Let $f:=\cos(x)$ I'm asked to find for which values of $x$ we can be sure the 4th degree Taylor polynomial will give an error lesser than $\frac{1}{1000}$.
Now, $\cos(x)=1-\frac{x^2}{2}+\frac{x^4}{24}+o(x^4)$
Taylor's 4th degree remainder is then $R=\frac{f^{(5)}(\cos(\theta))}{5!}x^5=\frac{-\sin(\theta)}{5!}x^5$
Since I'm only asked about the error, I can get rid of the sign, and can do the following boundering:
$|R|\leq|\frac{1}{5!}x^5|\leq\frac{1}{1000}$
Since that is strictly increasing, its easy to solve that last inequation, by doing $\frac{1}{120}x^5=\frac{1}{1000}\longrightarrow x=\sqrt[5]{\frac{120}{1000}}\approx0.65$
Which ends up giving $|R|\leq\frac{1}{1000}\forall x:|x|\leq\sqrt[5]{\frac{120}{1000}}(\approx0.65)$
Now, I thought this was an already correct solution, but to my surprise, I checked plotted both the function and its Taylor polynomial, and the error bound that produces below $0.65$ is not only lesser than $\frac{1}{1000}$, but actually lesser than $\frac{1}{10000}$
e.g: $$\cos(0.65)=0.796187...$$ $$taylor(cos(0.65))=0.796083...$$
Which means it is overly precise, what is going on here, I'm asuming it must be some arithmetic mistake I made somewhere, but I can't find it and its driving me crazy.

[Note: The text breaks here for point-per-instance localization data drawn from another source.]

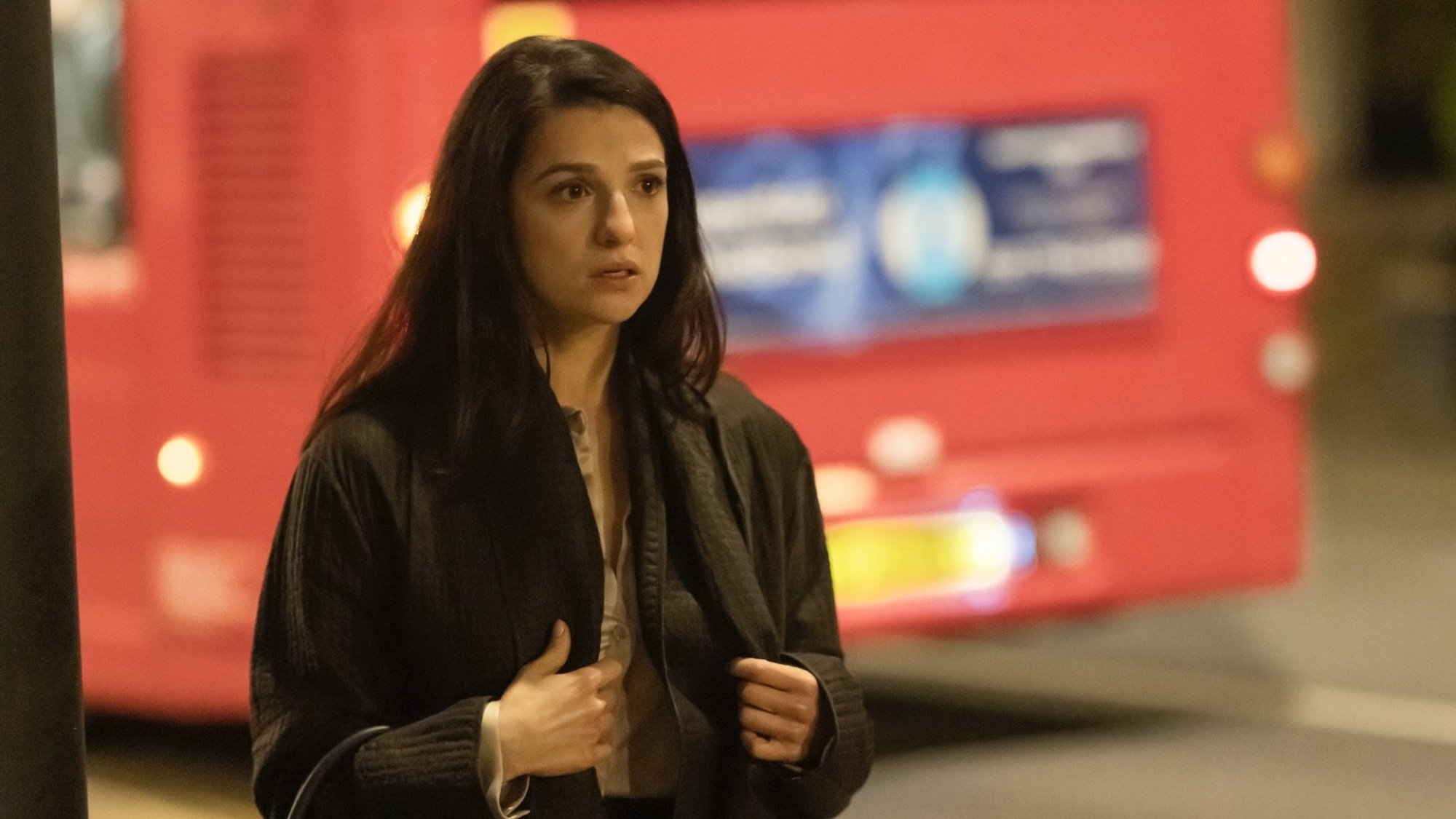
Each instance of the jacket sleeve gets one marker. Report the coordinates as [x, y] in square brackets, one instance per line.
[325, 659]
[812, 640]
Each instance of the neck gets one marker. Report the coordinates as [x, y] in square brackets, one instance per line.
[580, 365]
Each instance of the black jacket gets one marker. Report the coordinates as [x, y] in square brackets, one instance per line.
[391, 599]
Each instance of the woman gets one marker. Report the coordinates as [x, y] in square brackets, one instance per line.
[532, 531]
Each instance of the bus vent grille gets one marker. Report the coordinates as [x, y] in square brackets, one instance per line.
[253, 215]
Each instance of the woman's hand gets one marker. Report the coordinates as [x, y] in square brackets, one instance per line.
[557, 723]
[778, 708]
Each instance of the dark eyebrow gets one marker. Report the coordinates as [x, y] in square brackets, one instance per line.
[586, 168]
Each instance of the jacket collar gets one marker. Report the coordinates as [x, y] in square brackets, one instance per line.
[704, 483]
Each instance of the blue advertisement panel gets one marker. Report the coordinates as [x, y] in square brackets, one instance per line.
[927, 228]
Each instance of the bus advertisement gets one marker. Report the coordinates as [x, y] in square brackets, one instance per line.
[1023, 273]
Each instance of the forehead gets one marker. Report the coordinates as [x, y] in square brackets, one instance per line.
[601, 135]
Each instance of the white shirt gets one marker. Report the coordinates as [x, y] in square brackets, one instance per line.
[644, 735]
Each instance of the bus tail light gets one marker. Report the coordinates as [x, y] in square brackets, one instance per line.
[1285, 261]
[181, 461]
[408, 212]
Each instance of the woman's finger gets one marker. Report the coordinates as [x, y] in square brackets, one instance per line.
[774, 675]
[793, 705]
[769, 749]
[772, 726]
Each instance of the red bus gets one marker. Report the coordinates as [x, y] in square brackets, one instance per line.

You made us of $|\sin\theta|\le 1$ in your derivation, which is a very conservative estimate and fine. Once you notice that in fact $|\sin\theta|\le|\theta|\le |x|$, you can try to find the bounds for $x$ from $\left|\frac{x^6}{5!}\right|<\frac1{1000}$, which will allow you to go up to $0.7023\ldots$ instead of just $0.65$.
Still, the fact that Taylor guarantees you an error $<\frac1{1000}$ does not exclude the possibility that the error is indeed much smaller "by chance".